Take 10 with... Kate Storrs
Kate Storrs, senior lecturer in the School of Psychology, gives us 10 minutes of her time to discuss her research into computational visual neuroscience, opportunities she has had throughout her career, and her advice for early-career researchers.
1. Describe your research topic to us in 10 words or less.
Computational visual neuroscience, focusing on mid-level vision.
2. Now explain it in everyday terms!
I’m interested in how we make sense of the visual world. If someone takes you into a room blindfolded and then removes the blindfold, within a few hundred milliseconds you’ll have a super detailed understanding of the layout of that room: how big it is, where the light is coming from, which parts of the room you could walk across, where there are obstacles, what objects you could pick up, what those objects are made of, and so on. To achieve this, about one-third of our brain is involved in processing the light that hits our eyes. I’m interested in how the brain does this and in developing a computer-based model that works in a similar way.
3. Describe some of your day-to-day research activities.
Despite having a psychology background, most of my research activities involve computer programming. I use game engines like Unity3D to create images and videos to use in my experiments. Then I build interactive experiments using software called PsychoPy to show people images, ask them questions, and record their responses. I then spend a lot of time writing Python code to train and test AI computer vision models. Finally, I use Python to analyse my data and compare the responses of humans and AIs to images. A lot of research is also planning projects, having meetings, doing admin, or reading and writing papers, so actually running experiments and analysing data is a minority of my time.
4. What do you enjoy most about your research?
I’ve always been fascinated by vision. Before I went into research I studied at a Film and TV school and wanted to be a cinematographer, and I still paint and draw. I find it both scientifically and aesthetically interesting to think about questions like ‘how do we recognise a familiar face?’ or ‘how do we know that this bowl is concave rather than convex?’.
5. Tell us something that has surprised or amused you in the course of your research.
I once got the opportunity to work for Twitter in London. I helped them design experiments to measure whether the visual quality of videos was better or worse when using different video-compression algorithms.

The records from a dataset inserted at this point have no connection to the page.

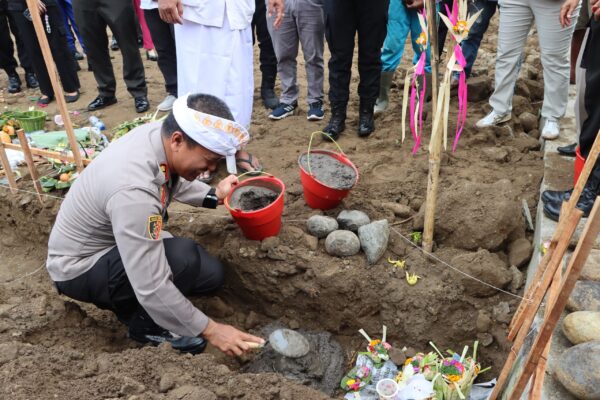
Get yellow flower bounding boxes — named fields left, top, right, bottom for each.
left=370, top=339, right=381, bottom=346
left=347, top=379, right=356, bottom=386
left=404, top=357, right=413, bottom=366
left=447, top=374, right=461, bottom=382
left=416, top=32, right=427, bottom=46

I never thought that would tech companies employ people from psychology departments to study visual perception. That opened my eyes to a whole world of research jobs outside of academia.

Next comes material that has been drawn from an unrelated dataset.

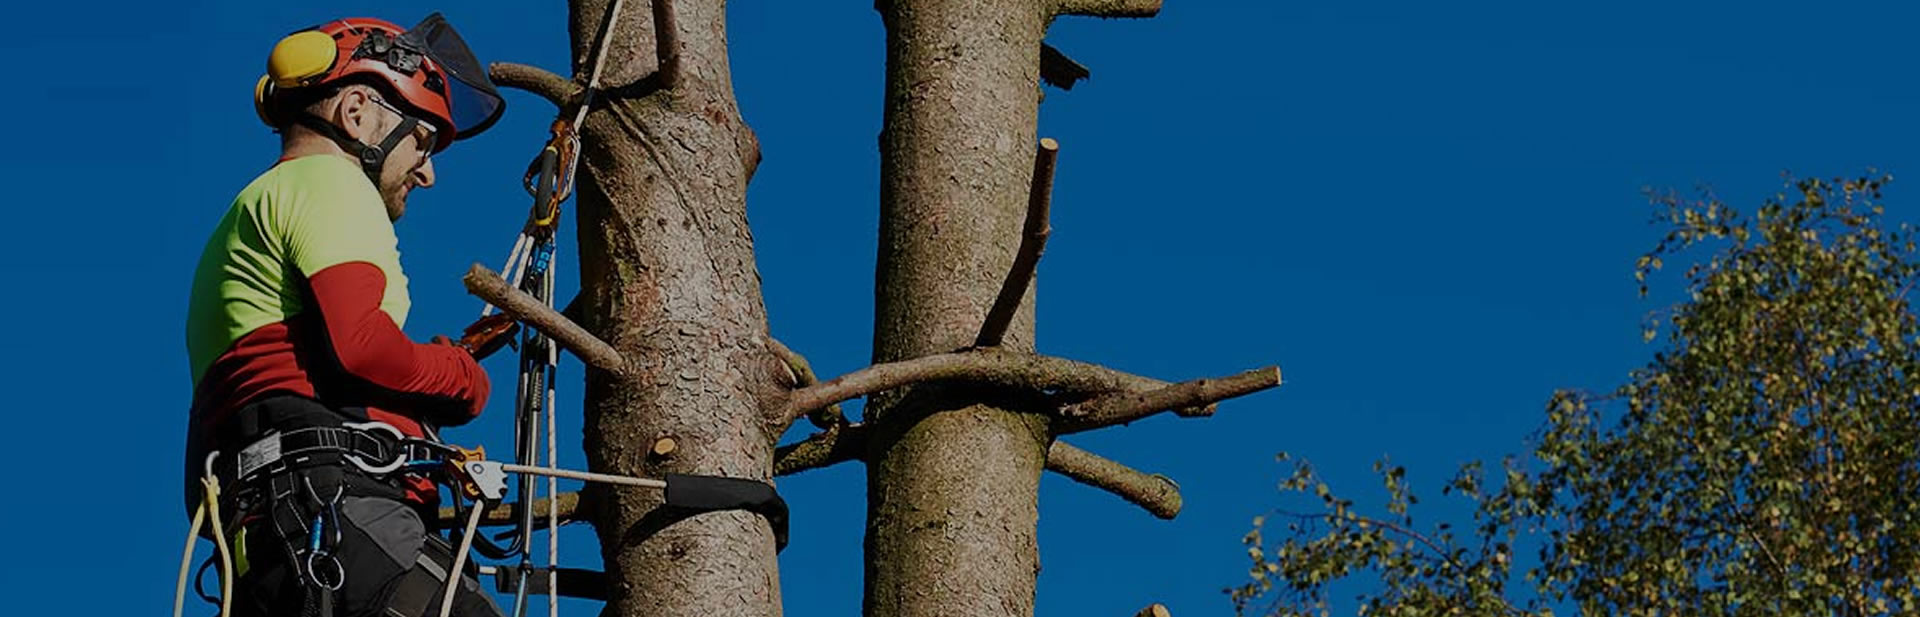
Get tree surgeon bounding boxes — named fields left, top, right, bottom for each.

6. How have you approached any challenges you’ve faced in your research?
The biggest challenge has been striking a balance between moving countries, learning new skills, and maintaining ‘productivity’. I moved from Australia to the UK, back to Australia, back to the UK, then to Germany, then finally to New Zealand, in less than ten years. I also switched topics and picked up new methods several times. I’m glad I did all this, because it’s been a great science education and personal adventure, but it’s often been very stressful trying to wrap up projects from one or two jobs ago while working at a new job in a new country.
7. What questions have emerged as a result?
Mainly the meta-questions like ‘how should I manage my time?’ and ‘why don’t scientists get project-management training?’
8. What kind of impact do you hope your research will have?
I’m committed to progressing ‘basic science’. People have been trying to understand how our sight works for literally thousands of years (Aristotle wrote about vision and optical illusions). I think we’re at a very exciting time now, because of the new tools we have in computer modelling and neuroscience. Beyond understanding the brain, I’d love to contribute one day to making robots or autonomous vehicles better at interpreting and moving through real-world environments.
9. If you collaborate across the faculty or University, or outside the University, who do you work with and how does it benefit your research?
At the last count I’m involved in 13 different collaborations, with researchers in Sydney, Brisbane, Germany, the UK, the USA, India, and Spain. Each collaborator brings a whole new set of expertise and technical skills. This makes it possible to answer questions that I couldn’t by myself. I’m about to start a project with Dr Chris Erb, here in the School of Psychology, studying how people make sense of ambiguous objects in virtual reality. VR allows us to measure how people interact with objects in much more realistic settings than just looking at something on a flat computer screen.
10. What one piece of advice would you give your younger, less experienced research self?
You can switch research topics and methods and use the things you learn in a PhD outside of academia. I remember panicking a year or two into my PhD because I thought I had to keep working on the same thing forever. But I ended up getting postdoctoral jobs in labs that worked with totally different research questions and methods to what I had originally focused on. It’s good to keep in mind that most people who do a PhD don’t stay in academia afterwards. Lots of my friends now do data science in tech companies, statistics consultancy, design market-research studies in industry, or help make evidence-based decisions in government or non-government organisations.